GlaDOS explained the experiment in some more detail, muttering to herself about _particle on/off states _and a box no one could see into. Maybe it was with guilty tones as she talked about the atoms inside bodies, existing and not existing at the same time, being poisoned at the same time as being exposed to no poison, orange at the same time as blue at the same time as-

Blue. Dirt and bits of leaves followed the bones down. Chell didn't step forward to look, but she heard them shush and dust as they hit the white panel, their new floor, their wall.

GlaDOS said nothing.

Chell shot the orange portal next to the blue one at the very edge of the overgrown white panel, closing the grave, turning it in upon itself.

GlaDOS said, "Remember when I said 'good people don't come down here'? Well. I might as well have meant _down here."_

As they kept walking, Chell found the other skeletons. Even if she had still had her orange portal in the previous room, there were not enough white panels for her to make more graves. She kept her feet away from the bones. Occasionally, she would drop the tip of the portal gun to push leaves over the tops of the bones. GlaDOS would protest this. "Stop that. That's undignified. I'm a potato, not a shovel. This can't be sanitary."
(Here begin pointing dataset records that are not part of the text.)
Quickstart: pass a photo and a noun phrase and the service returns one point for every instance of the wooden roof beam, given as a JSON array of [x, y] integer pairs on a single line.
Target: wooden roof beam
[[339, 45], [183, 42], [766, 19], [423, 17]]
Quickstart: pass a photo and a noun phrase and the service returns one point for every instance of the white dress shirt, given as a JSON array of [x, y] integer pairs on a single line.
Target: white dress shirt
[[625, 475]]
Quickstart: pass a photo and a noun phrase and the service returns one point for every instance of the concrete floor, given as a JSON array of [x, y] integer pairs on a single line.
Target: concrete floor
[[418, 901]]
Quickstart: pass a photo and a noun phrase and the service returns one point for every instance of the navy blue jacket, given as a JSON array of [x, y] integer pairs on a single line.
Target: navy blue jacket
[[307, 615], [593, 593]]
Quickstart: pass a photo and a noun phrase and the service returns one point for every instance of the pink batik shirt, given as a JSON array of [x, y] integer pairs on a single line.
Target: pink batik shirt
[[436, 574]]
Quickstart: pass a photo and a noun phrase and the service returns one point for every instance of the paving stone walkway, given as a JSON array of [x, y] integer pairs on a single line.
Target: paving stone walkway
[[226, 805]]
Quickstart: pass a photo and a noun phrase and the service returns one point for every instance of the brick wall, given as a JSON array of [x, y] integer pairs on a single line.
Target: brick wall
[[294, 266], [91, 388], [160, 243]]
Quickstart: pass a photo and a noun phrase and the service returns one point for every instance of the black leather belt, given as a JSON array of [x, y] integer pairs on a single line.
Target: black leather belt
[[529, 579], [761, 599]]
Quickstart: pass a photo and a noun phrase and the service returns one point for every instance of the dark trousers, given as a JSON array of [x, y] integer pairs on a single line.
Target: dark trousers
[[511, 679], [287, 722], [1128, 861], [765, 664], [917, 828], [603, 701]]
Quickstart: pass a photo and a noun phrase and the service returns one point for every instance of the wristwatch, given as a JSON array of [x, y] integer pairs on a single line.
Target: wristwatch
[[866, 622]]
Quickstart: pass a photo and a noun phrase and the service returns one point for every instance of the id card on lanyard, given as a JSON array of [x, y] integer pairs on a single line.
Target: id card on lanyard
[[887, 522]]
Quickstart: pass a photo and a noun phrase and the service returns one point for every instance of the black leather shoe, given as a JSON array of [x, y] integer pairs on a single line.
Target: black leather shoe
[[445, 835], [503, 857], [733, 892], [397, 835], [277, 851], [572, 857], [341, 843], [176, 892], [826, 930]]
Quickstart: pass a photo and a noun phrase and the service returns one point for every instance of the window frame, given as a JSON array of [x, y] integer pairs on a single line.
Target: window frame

Chell thought, _that is what it is to be organic._

She figured she was owed a little revenge.

As they left the room and kept moving through rusted gantries and plain white, moonless walls, she learned more. She tested more. She thought, _Did Caroline have cats?_

* * *

So many unmarked days later, she found something else. As she floated out was pulled out one hand white turning almost blue around the handle on the side of Wheatley she saw the moon all around her cold and cratered. There hid her sickness, there her test, the air was escaping and whipping at her hair. The lack-of-air was so cold that she could not really register it as belonging to that word. Instead it was a digging in and pulling her inside out like a lightning strike of air. Something whipped past her.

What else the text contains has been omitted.